The GUMMI SHIP sections have been redesigned  and is much less prominent than the first game, a change which I greatly welcome. There is a Gummi Mission which you have to complete to unlock most of the worlds, but once they're completed you can just fly around the world map and choose whatever world you want without flying through a course each time. All of the missions are replayable and have additional targets to complete, and the overall feeling of the gummi missions is a lot faster and more like a rail shooter. They can be fun, but I never really went out of my way to do the additional missions.

The graphics are, as you'd expect, very pretty. Kingdom Hearts II is just as colourful as the first game, but it's also a great deal more detailed. The graphics retain their cartoon-like quality, but everything is just a little clearer. The facial animations are a lot more developed than the first game, and there are lots of opportunities  to see how much work went into them this time. Special mention should go to the opening pre-rendered sequence of the game, which looks amazing, and the Battle of 1000 Heartless sequence pictured below. In the Pirates of the Caribbean world, all the characters look pretty realistic. While this isn't necessarily a bad thing, Sora and Co. do look really out of place there, but maybe that was the point.


The Music, I think, is a lot better than the first game. Not in the sense that the quality has taken a step up, but there are a great deal more memorable tracks here than before. Again, Yoko Shimomura's soundtrack manages to catch the essence of each world and otherwise does a stellar job of building tracks to fill the mood of the cutscenes. My favourite's from Kingdom Hearts 2 are the final boss theme, "Darkness of the Unknown", the ominous "Another Side, Another Story" and the Organization XIII theme, and "The Thirteenth Struggle", a boss theme which is technically from Chain of Memories, but... meh. The Land of Dragons, The World That Never Was and Beast's Castle all have really good field and battle themes, but I didn't want to link them because I'd just end up overloading this post with awesome.

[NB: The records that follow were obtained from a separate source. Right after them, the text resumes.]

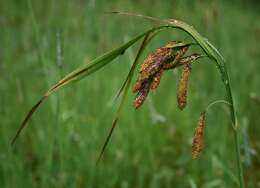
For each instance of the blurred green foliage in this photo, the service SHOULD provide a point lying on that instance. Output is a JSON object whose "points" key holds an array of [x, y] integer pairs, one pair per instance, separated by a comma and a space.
{"points": [[40, 41]]}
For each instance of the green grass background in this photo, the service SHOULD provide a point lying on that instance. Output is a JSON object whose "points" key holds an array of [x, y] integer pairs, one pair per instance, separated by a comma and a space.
{"points": [[41, 41]]}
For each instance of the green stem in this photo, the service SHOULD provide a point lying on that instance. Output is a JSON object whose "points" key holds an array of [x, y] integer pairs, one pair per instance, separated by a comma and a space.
{"points": [[213, 53]]}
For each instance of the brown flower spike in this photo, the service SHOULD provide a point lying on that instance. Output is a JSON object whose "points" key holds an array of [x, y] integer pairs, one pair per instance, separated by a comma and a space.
{"points": [[152, 69], [198, 136], [183, 85]]}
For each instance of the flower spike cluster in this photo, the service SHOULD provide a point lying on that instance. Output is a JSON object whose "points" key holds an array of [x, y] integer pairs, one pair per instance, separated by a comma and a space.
{"points": [[161, 59]]}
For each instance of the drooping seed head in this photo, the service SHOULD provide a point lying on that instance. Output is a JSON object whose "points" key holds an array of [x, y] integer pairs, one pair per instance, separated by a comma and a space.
{"points": [[198, 136], [183, 86], [156, 80], [142, 94]]}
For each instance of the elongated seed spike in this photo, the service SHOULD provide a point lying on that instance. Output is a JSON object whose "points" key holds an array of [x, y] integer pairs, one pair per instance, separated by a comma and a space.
{"points": [[198, 136], [142, 94], [156, 80], [183, 86]]}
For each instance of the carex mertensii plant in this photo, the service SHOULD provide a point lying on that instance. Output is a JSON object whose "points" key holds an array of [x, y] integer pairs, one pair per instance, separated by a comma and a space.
{"points": [[173, 55]]}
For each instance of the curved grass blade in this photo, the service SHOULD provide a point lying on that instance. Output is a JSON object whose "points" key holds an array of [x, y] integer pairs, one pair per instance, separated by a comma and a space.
{"points": [[79, 73], [125, 89]]}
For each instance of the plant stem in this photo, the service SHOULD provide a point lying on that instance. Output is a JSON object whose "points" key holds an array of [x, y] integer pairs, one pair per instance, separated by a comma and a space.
{"points": [[214, 54], [234, 125]]}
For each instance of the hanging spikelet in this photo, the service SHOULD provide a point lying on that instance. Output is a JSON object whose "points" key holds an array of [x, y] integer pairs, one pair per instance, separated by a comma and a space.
{"points": [[142, 94], [153, 67], [198, 136], [156, 80], [182, 86]]}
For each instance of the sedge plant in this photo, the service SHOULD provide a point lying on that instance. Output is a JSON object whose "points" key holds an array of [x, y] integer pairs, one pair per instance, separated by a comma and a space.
{"points": [[168, 57]]}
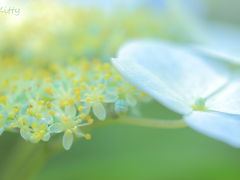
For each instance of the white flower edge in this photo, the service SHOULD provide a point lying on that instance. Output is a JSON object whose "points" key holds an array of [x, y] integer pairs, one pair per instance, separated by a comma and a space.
{"points": [[177, 78]]}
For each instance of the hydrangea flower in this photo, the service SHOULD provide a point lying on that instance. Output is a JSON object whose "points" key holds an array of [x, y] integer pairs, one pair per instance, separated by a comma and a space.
{"points": [[57, 98], [185, 83]]}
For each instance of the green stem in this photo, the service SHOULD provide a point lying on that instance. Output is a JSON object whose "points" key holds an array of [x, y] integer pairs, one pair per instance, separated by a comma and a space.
{"points": [[152, 122]]}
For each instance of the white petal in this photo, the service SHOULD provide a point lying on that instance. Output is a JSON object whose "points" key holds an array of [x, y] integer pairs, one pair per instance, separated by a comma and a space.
{"points": [[227, 100], [171, 75], [222, 42], [221, 126]]}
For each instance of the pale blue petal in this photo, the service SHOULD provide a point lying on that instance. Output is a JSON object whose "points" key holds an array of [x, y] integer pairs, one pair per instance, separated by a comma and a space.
{"points": [[228, 100], [171, 75], [222, 126], [222, 42]]}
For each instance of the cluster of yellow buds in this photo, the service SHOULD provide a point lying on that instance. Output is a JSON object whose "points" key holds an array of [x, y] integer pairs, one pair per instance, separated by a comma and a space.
{"points": [[41, 100]]}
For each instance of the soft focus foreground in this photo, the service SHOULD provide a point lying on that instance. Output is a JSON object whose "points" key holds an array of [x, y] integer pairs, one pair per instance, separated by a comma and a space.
{"points": [[53, 71]]}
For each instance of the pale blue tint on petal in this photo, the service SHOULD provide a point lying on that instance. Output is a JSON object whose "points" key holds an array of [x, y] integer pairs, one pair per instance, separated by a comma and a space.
{"points": [[228, 100], [222, 126], [171, 75], [67, 140], [222, 42]]}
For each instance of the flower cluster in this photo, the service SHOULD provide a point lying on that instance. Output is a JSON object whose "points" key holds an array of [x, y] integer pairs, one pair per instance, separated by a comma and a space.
{"points": [[61, 98]]}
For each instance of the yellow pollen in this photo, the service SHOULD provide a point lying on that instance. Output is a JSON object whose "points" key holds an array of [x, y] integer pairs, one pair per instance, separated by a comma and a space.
{"points": [[82, 115], [119, 90], [52, 112], [3, 99], [65, 119], [49, 90], [49, 105], [12, 125], [40, 102], [88, 99], [107, 76], [101, 86], [11, 115], [69, 131], [76, 91], [88, 136], [75, 128], [80, 108]]}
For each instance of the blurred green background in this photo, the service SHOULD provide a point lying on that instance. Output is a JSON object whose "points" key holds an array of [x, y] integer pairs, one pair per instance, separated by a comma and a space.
{"points": [[136, 153], [128, 152]]}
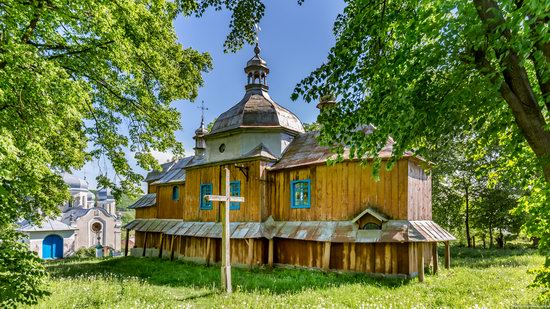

This game is flawed, but I don't think I can name a game which isn't. It certainly lives up to the standard set by the amazing first game in the series and even manages to exceed them in certain aspects. The levels may be a little linear, and you do have to rely on yourself to mix up the combat, but I had fun playing despite those issues, and I think that's the mark of a truly amazing game. I'm giving Kingdom Hearts 2 an 8.5/10.